A ban on plastic and cap on tourist inflow are some of the measures suggested by the Union government to check deterioration of the Himalayan eco-system.
“The development in the present context has become unsustainable. An integrated approach is, therefore, necessary to protect the environment and achieve required economic development,” the ministry of environment and forest said while releasing the guidelines on Tuesday.
Restriction on diversion of agriculture land for commercial purposes in the Indian Himalayan region, spread over 5.37 lakh sq km, has also been suggested.
The guidelines, to be discussed by Prime Minister Manmohan Singh with the chief ministers of the 12 Himalayan states in October, propose curbs on religious and eco-tourism.
“The number of tourists to vulnerable sites should be regulated and limited,” the guidelines say.
Uttrakhand has already shown the way. Since April 2008, only 150 persons a day are allowed to visit the Gangotri glacier. The glacier, according to a study by GB Pant Institute of Himalayan Environment and Development, is receding by 11.8 meters every year.
“Apart from climate change, human activity is a major cause for melting of Gangotri glacier,” said L M S Paini, director of the institute.
There are between 9,000 to 12,000 glaciers in the Indian Himalayan region that are among the world’s worst affected glacier ranges because of climate change.
The region supports almost half of the total flowering plants in India, of which about 30 per cent are endemic to the region.

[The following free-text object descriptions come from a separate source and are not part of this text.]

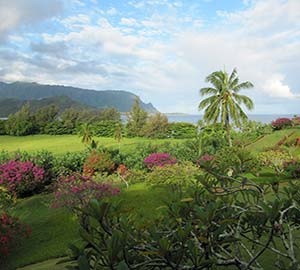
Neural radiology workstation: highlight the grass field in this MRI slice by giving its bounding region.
[2,131,300,269]
[3,184,174,270]
[0,135,183,154]
[246,128,300,154]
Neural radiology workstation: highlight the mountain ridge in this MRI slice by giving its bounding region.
[0,81,158,113]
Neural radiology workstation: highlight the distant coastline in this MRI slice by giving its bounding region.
[165,114,299,124]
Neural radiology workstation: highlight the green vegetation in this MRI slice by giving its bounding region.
[0,81,157,113]
[0,135,183,154]
[199,68,254,146]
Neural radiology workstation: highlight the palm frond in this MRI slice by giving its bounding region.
[200,87,218,96]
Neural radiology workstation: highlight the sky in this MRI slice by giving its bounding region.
[0,0,299,114]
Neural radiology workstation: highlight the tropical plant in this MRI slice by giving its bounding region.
[199,68,254,146]
[126,97,148,137]
[79,123,93,146]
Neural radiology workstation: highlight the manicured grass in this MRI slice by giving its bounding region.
[2,194,80,270]
[247,128,300,153]
[3,183,174,270]
[0,135,183,154]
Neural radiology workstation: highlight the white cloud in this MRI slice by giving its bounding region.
[120,18,138,26]
[0,0,299,114]
[0,0,63,42]
[262,75,294,98]
[106,7,117,16]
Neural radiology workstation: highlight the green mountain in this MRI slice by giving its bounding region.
[0,82,157,113]
[0,96,88,117]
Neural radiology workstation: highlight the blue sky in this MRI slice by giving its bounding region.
[0,0,299,114]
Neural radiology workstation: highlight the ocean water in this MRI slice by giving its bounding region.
[166,114,298,124]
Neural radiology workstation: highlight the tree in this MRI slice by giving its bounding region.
[199,68,254,146]
[5,104,35,136]
[34,104,59,133]
[142,113,169,138]
[126,97,148,137]
[114,122,123,150]
[79,123,93,146]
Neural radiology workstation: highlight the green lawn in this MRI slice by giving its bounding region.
[247,128,300,154]
[0,135,183,154]
[3,183,174,270]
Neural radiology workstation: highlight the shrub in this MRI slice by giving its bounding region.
[292,116,300,126]
[0,212,30,256]
[271,118,292,130]
[0,151,10,164]
[167,122,197,139]
[283,159,300,179]
[92,121,121,137]
[143,153,177,169]
[214,146,261,177]
[67,180,300,269]
[0,160,45,197]
[83,151,115,176]
[52,173,120,229]
[146,162,199,195]
[259,150,292,175]
[53,151,88,176]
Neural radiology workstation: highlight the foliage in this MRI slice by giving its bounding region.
[0,212,31,257]
[283,159,300,179]
[92,121,120,137]
[199,68,254,146]
[142,113,169,138]
[52,173,120,230]
[5,104,36,136]
[292,116,300,126]
[271,117,293,130]
[167,122,197,139]
[53,151,88,176]
[146,162,199,195]
[259,150,292,175]
[199,123,228,154]
[52,173,120,211]
[214,146,261,176]
[0,120,6,135]
[83,151,115,176]
[34,105,59,133]
[143,152,177,169]
[67,175,300,270]
[0,160,45,197]
[79,123,94,145]
[126,97,148,137]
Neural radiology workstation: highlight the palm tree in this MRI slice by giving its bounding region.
[199,68,254,146]
[79,123,93,146]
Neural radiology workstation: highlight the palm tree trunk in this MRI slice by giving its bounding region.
[226,115,232,147]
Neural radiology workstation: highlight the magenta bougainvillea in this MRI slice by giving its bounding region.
[52,173,120,210]
[271,118,292,130]
[0,160,45,197]
[143,153,177,169]
[0,212,31,256]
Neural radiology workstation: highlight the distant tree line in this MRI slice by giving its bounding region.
[0,99,197,139]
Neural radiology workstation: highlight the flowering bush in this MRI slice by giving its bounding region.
[52,173,120,211]
[0,212,30,256]
[283,159,300,179]
[83,151,115,176]
[143,153,177,169]
[271,118,292,130]
[0,160,45,197]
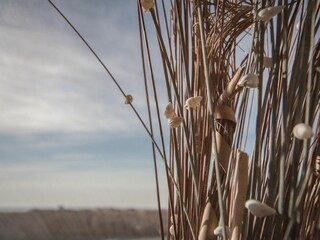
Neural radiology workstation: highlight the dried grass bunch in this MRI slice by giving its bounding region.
[137,0,320,239]
[49,0,320,239]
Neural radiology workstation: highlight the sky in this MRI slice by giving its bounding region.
[0,0,169,209]
[0,0,261,211]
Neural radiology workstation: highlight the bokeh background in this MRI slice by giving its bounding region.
[0,0,169,210]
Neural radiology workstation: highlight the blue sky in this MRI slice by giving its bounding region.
[0,0,169,209]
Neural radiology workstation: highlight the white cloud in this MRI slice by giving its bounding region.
[0,1,170,209]
[0,0,152,135]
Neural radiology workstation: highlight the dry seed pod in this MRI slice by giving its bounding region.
[141,0,154,12]
[168,116,183,128]
[219,66,244,104]
[293,123,313,140]
[199,201,218,240]
[230,150,249,240]
[164,102,176,119]
[263,56,273,68]
[257,6,285,22]
[124,95,133,104]
[214,131,231,172]
[315,156,320,177]
[215,104,237,123]
[214,226,231,237]
[185,96,202,110]
[245,199,277,217]
[238,73,259,88]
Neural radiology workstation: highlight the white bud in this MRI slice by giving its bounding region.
[293,123,313,140]
[245,199,277,217]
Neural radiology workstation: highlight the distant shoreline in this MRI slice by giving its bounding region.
[0,208,168,240]
[0,207,167,213]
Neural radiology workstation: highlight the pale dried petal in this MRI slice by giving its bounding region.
[238,73,259,88]
[293,123,313,140]
[164,102,176,119]
[257,6,285,22]
[245,199,277,217]
[185,96,202,110]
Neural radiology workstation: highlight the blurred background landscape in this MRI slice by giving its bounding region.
[0,208,166,239]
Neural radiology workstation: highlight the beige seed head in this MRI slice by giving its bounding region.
[141,0,154,12]
[185,96,202,110]
[238,73,259,88]
[164,102,176,119]
[124,95,133,104]
[168,116,183,128]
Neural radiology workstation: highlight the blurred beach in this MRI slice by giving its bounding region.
[0,208,167,240]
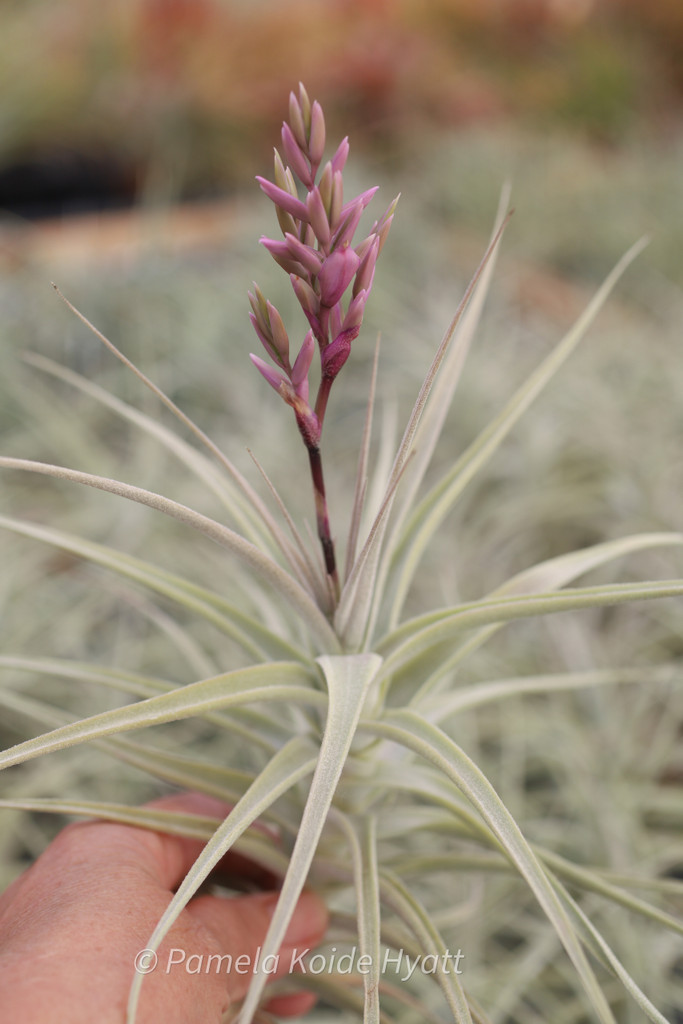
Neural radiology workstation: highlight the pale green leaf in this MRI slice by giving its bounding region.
[0,459,339,652]
[385,239,650,628]
[378,869,473,1023]
[378,579,683,679]
[0,662,324,771]
[361,710,616,1023]
[127,737,318,1023]
[548,874,672,1024]
[539,848,683,939]
[23,352,277,553]
[330,811,382,1024]
[345,334,381,580]
[0,655,286,752]
[51,289,315,582]
[0,514,309,662]
[409,532,683,703]
[419,665,678,722]
[0,798,290,876]
[237,654,383,1024]
[336,218,511,650]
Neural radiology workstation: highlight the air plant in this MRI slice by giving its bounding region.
[0,84,681,1024]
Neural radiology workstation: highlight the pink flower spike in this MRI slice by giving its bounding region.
[250,353,289,394]
[256,177,309,222]
[331,136,349,175]
[291,329,315,392]
[318,246,360,307]
[308,101,326,168]
[306,188,331,250]
[281,122,313,187]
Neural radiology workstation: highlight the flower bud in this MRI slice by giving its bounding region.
[330,136,349,175]
[249,353,289,394]
[329,171,343,232]
[321,327,358,379]
[284,234,323,277]
[330,187,379,250]
[281,121,313,187]
[306,188,331,250]
[341,290,368,333]
[317,163,334,218]
[266,300,290,365]
[256,177,309,222]
[272,149,289,191]
[291,329,315,397]
[353,235,379,298]
[376,194,400,253]
[318,246,360,307]
[260,236,307,277]
[288,89,308,149]
[309,101,326,167]
[290,274,320,317]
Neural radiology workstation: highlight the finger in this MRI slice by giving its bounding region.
[143,792,280,891]
[186,888,328,1004]
[264,990,319,1017]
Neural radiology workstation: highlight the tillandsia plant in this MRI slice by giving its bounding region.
[0,83,682,1024]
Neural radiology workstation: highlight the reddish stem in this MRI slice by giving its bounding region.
[306,441,339,599]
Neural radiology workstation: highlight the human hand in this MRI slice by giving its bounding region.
[0,793,328,1023]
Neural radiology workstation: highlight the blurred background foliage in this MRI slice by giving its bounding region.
[1,0,683,214]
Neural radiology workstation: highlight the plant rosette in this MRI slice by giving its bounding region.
[1,84,681,1024]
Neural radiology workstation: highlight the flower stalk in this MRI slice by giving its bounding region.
[249,83,397,602]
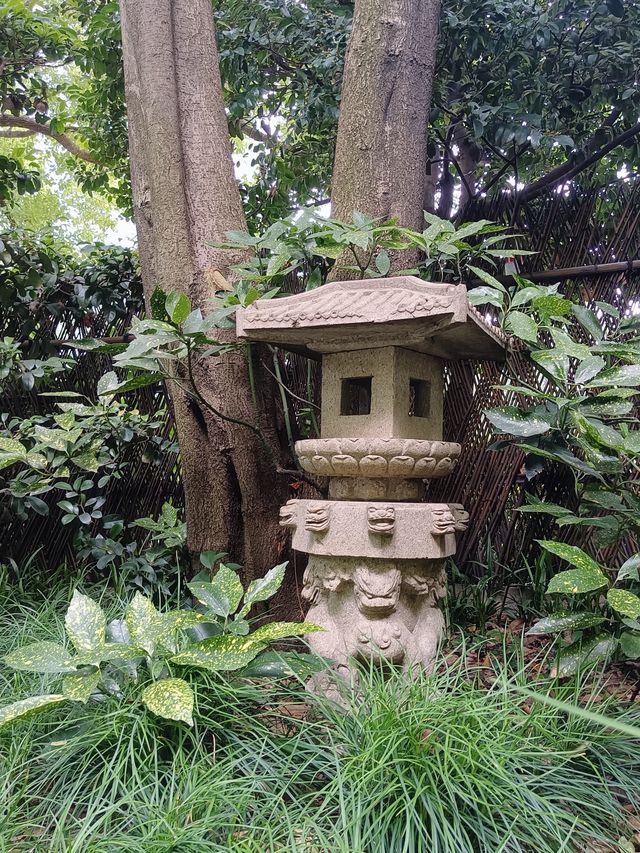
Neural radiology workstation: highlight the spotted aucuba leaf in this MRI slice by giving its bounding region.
[249,621,323,643]
[141,678,194,726]
[3,641,78,673]
[161,611,207,632]
[63,670,101,703]
[547,568,608,595]
[0,694,66,728]
[188,565,243,618]
[65,591,106,656]
[126,593,162,655]
[607,589,640,619]
[554,634,618,677]
[171,635,265,672]
[238,562,288,618]
[539,541,603,575]
[527,612,605,635]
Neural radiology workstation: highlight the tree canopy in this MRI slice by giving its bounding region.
[2,0,639,229]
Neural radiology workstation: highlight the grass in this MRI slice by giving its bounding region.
[0,578,638,852]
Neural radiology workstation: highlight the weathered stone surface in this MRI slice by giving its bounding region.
[320,347,444,440]
[328,477,423,502]
[235,276,494,681]
[302,555,446,673]
[295,437,460,478]
[280,499,468,560]
[236,276,506,360]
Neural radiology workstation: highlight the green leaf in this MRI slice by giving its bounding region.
[249,621,323,643]
[107,373,163,394]
[72,451,100,472]
[619,632,640,659]
[485,406,552,437]
[171,635,265,672]
[237,650,330,679]
[0,437,27,457]
[606,0,624,17]
[527,611,605,635]
[65,591,106,656]
[188,565,243,618]
[34,426,79,452]
[199,550,226,570]
[588,364,640,388]
[549,329,591,360]
[617,555,640,582]
[538,541,602,574]
[161,611,207,632]
[607,589,640,619]
[547,568,608,595]
[97,371,120,397]
[516,496,572,516]
[530,349,570,383]
[506,311,538,343]
[165,292,192,325]
[532,295,572,319]
[239,562,288,617]
[0,694,66,728]
[574,356,606,385]
[375,251,390,276]
[3,641,78,674]
[63,670,100,703]
[572,305,603,341]
[467,264,507,293]
[141,678,194,726]
[511,286,545,308]
[126,593,161,655]
[555,634,618,677]
[468,286,504,308]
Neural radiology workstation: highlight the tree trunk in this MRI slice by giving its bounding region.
[119,0,295,608]
[330,0,441,268]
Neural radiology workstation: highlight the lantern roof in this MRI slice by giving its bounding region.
[236,276,506,360]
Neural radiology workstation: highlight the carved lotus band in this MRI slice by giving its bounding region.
[294,438,461,479]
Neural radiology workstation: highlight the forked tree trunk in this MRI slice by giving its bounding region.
[331,0,441,269]
[119,0,293,605]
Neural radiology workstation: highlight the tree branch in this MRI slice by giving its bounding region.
[0,115,98,164]
[521,115,638,203]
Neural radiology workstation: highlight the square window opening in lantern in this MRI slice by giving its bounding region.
[340,376,372,416]
[409,378,430,418]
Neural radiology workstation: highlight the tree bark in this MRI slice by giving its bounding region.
[330,0,441,268]
[119,0,294,606]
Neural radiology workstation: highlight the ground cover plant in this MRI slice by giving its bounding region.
[0,574,639,853]
[0,559,317,728]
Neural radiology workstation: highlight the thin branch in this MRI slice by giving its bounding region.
[521,114,638,203]
[0,115,98,164]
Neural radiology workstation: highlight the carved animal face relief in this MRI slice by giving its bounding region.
[367,505,396,536]
[355,619,406,664]
[353,564,401,615]
[305,503,330,534]
[279,501,297,529]
[450,503,470,531]
[431,506,456,536]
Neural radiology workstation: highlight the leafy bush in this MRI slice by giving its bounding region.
[527,540,640,673]
[0,378,174,524]
[469,271,640,666]
[0,561,318,729]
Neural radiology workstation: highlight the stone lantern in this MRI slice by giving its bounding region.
[237,276,505,675]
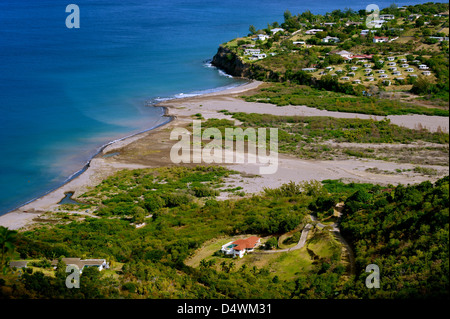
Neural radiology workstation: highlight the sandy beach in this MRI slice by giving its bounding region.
[0,80,448,230]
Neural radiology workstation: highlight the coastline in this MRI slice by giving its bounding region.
[0,79,448,230]
[0,81,259,230]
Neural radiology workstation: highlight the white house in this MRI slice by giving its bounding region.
[377,69,386,74]
[302,67,317,72]
[379,74,388,78]
[353,79,361,84]
[406,68,414,72]
[334,50,353,59]
[401,64,409,68]
[361,29,370,35]
[387,57,395,61]
[293,41,306,46]
[244,48,261,55]
[387,62,396,66]
[389,67,397,71]
[393,71,402,76]
[341,76,350,80]
[252,53,267,59]
[255,34,270,41]
[221,236,261,258]
[305,29,323,35]
[322,36,340,43]
[350,66,358,71]
[380,14,395,20]
[422,71,431,76]
[419,64,429,70]
[366,77,374,81]
[399,58,407,63]
[270,28,284,34]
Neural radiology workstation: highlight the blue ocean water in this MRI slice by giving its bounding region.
[0,0,440,215]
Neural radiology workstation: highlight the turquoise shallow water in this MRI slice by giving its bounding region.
[0,0,438,215]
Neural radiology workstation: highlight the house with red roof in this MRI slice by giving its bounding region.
[221,236,261,258]
[373,36,389,43]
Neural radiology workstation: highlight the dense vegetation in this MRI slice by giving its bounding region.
[0,166,448,299]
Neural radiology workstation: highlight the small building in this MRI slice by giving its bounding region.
[364,68,372,73]
[254,34,270,41]
[377,69,385,74]
[387,57,395,61]
[221,236,261,258]
[373,36,389,43]
[366,77,374,81]
[380,14,395,20]
[252,53,267,59]
[322,36,340,43]
[409,74,418,77]
[270,28,284,34]
[363,63,372,68]
[293,41,306,46]
[401,64,409,68]
[399,58,407,63]
[393,71,402,76]
[422,71,431,76]
[383,80,391,86]
[419,64,429,70]
[302,67,317,72]
[305,29,323,35]
[350,66,358,71]
[406,68,414,72]
[353,79,361,84]
[341,76,350,80]
[244,48,261,55]
[387,62,396,66]
[348,72,355,77]
[360,29,369,35]
[379,74,388,78]
[389,67,397,71]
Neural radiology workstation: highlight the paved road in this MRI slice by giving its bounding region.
[257,224,313,254]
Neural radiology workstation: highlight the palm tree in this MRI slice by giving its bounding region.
[0,226,18,272]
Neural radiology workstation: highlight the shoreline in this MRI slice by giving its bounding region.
[0,80,259,230]
[0,79,448,230]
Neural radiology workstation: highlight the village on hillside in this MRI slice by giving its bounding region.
[222,3,449,91]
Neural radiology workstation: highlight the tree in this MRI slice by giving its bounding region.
[0,226,17,273]
[284,10,292,22]
[249,25,257,35]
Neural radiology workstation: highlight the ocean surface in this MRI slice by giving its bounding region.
[0,0,441,215]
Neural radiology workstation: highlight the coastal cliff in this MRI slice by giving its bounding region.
[211,46,251,77]
[211,46,283,81]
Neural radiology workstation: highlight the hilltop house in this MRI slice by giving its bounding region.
[419,64,429,70]
[51,258,109,273]
[221,236,261,258]
[422,71,431,76]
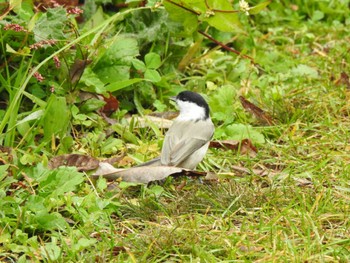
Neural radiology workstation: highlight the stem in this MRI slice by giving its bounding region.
[198,30,254,61]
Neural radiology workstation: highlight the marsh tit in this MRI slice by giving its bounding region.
[139,90,214,170]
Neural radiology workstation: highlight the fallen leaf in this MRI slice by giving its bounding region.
[294,177,313,187]
[239,96,275,125]
[149,111,179,120]
[334,72,350,89]
[209,139,258,157]
[91,162,207,184]
[49,154,99,171]
[0,145,13,164]
[238,245,264,252]
[126,115,174,129]
[231,165,278,178]
[101,92,119,116]
[103,154,125,165]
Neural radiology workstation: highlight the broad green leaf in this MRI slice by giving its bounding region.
[16,110,44,126]
[249,1,271,15]
[311,10,324,21]
[209,85,237,124]
[42,94,70,141]
[106,78,145,92]
[80,98,106,113]
[25,196,47,213]
[94,37,139,83]
[145,52,161,69]
[6,44,31,56]
[201,0,240,31]
[204,12,240,32]
[33,7,68,41]
[17,121,31,138]
[80,68,106,94]
[38,167,85,197]
[291,64,319,79]
[132,59,147,71]
[163,0,198,35]
[17,0,35,21]
[61,136,74,152]
[144,69,161,82]
[33,211,67,230]
[40,243,61,261]
[96,177,108,191]
[10,0,21,14]
[112,123,139,145]
[72,238,97,252]
[220,124,265,144]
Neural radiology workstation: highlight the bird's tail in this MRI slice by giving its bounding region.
[134,157,162,167]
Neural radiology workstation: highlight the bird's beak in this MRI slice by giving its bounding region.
[170,96,176,102]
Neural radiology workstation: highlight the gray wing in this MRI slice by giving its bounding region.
[160,120,214,166]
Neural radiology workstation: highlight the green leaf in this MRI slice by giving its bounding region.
[112,123,139,145]
[311,10,324,21]
[132,59,147,71]
[33,211,67,230]
[94,37,139,83]
[80,68,106,94]
[204,12,240,32]
[201,0,240,32]
[145,52,161,69]
[106,78,145,92]
[16,110,44,127]
[219,124,265,144]
[163,0,198,35]
[36,167,85,197]
[209,85,237,124]
[80,98,106,113]
[40,243,61,261]
[144,69,161,82]
[41,94,70,141]
[25,196,47,213]
[249,1,271,15]
[61,136,74,152]
[291,64,319,79]
[96,177,108,191]
[33,7,68,41]
[72,238,97,252]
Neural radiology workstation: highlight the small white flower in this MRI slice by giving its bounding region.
[239,0,250,15]
[204,9,215,18]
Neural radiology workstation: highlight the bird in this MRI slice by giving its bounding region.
[138,90,214,170]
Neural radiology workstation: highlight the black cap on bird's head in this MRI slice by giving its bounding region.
[171,91,210,120]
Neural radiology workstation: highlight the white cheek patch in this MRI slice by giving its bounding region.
[176,100,206,121]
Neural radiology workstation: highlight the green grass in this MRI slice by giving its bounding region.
[1,1,350,262]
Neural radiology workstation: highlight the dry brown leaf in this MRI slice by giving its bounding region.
[0,145,13,164]
[49,154,99,171]
[239,96,275,125]
[294,177,313,187]
[91,162,207,184]
[126,115,174,129]
[334,72,350,89]
[209,139,258,157]
[101,92,119,116]
[231,165,278,178]
[149,111,179,120]
[103,154,125,165]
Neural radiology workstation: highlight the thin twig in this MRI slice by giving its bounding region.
[198,30,253,61]
[164,0,200,15]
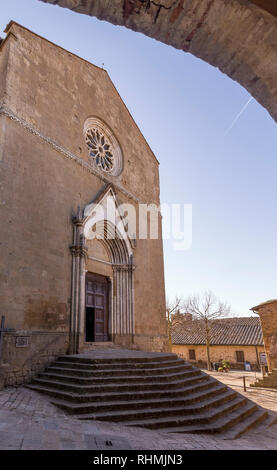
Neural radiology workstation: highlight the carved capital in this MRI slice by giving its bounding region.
[112,264,135,272]
[70,245,78,257]
[72,206,84,226]
[70,244,88,258]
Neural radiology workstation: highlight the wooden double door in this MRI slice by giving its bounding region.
[85,273,109,342]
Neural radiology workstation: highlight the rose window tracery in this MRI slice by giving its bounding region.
[85,128,114,172]
[84,117,123,176]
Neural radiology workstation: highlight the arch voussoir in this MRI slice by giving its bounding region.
[39,0,277,123]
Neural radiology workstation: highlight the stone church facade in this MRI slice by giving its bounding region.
[0,22,168,386]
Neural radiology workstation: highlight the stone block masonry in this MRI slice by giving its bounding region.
[2,331,68,386]
[39,0,277,124]
[0,21,168,385]
[251,300,277,371]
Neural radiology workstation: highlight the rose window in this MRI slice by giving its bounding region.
[85,128,114,172]
[84,117,123,176]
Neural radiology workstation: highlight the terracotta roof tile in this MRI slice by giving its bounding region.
[172,316,263,346]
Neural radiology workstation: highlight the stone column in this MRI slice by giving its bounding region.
[112,263,134,344]
[0,369,4,390]
[69,208,87,354]
[108,276,113,338]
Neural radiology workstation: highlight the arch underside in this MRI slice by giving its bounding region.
[91,220,131,266]
[39,0,277,123]
[86,220,135,345]
[70,211,134,354]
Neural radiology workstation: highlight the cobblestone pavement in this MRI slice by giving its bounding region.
[0,386,276,450]
[203,370,277,415]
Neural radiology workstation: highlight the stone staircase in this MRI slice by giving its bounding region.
[26,350,269,438]
[251,369,277,390]
[81,341,125,353]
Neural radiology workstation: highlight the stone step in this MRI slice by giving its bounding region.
[254,412,277,431]
[58,353,178,365]
[41,364,192,380]
[31,373,208,394]
[250,369,277,389]
[250,379,277,389]
[49,383,227,415]
[38,368,199,385]
[163,402,259,434]
[255,382,277,388]
[116,396,248,429]
[223,409,269,439]
[254,373,277,381]
[27,350,266,437]
[82,341,115,348]
[74,389,237,422]
[45,362,192,378]
[25,377,215,403]
[52,358,186,371]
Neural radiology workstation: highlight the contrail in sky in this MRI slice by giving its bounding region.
[224,97,253,136]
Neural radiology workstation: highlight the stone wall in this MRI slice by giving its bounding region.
[2,331,68,386]
[134,333,169,353]
[39,0,277,124]
[0,22,168,385]
[252,301,277,371]
[172,344,264,371]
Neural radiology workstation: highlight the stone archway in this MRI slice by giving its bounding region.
[39,0,277,123]
[69,186,135,354]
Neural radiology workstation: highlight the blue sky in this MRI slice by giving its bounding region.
[1,0,277,316]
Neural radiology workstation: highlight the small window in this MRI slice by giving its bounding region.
[235,351,245,363]
[189,349,196,360]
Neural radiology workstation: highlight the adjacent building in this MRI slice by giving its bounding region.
[172,316,265,371]
[251,300,277,372]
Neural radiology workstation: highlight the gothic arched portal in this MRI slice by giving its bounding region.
[69,186,135,354]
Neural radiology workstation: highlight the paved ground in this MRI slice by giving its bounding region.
[204,369,277,415]
[0,384,276,450]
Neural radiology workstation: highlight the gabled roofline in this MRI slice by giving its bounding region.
[0,24,17,53]
[4,20,104,73]
[172,315,264,346]
[3,21,160,165]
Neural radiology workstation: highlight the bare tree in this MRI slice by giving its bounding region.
[166,295,183,351]
[182,291,231,371]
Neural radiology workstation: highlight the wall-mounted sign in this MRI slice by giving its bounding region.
[15,336,30,348]
[259,352,267,365]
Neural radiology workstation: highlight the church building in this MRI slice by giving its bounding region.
[0,22,168,386]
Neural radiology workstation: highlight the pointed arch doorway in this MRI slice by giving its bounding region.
[69,185,135,354]
[85,272,109,342]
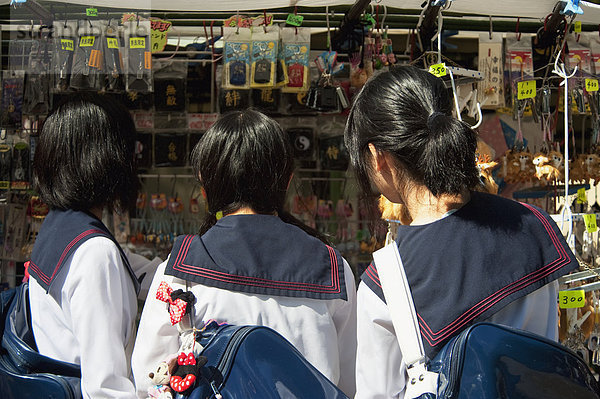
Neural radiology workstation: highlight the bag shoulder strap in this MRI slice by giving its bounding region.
[372,243,425,365]
[372,240,438,397]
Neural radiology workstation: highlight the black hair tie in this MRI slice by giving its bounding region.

Similarly, 300 mammal and 979 bird species have been recorded in the region.
To protect the bio-diversity, the guidelines say instead of five-star approach, homestead approach should be adopted. “There should be economic disincentive for visiting tourist sites,” Environment and Forest Minister Jairam Ramesh said.
The guidelines will be part of the National Mission for Sustaining the Himalayan Ecosystem, one of the eight missions that make up the National Action Plan on Climate Change.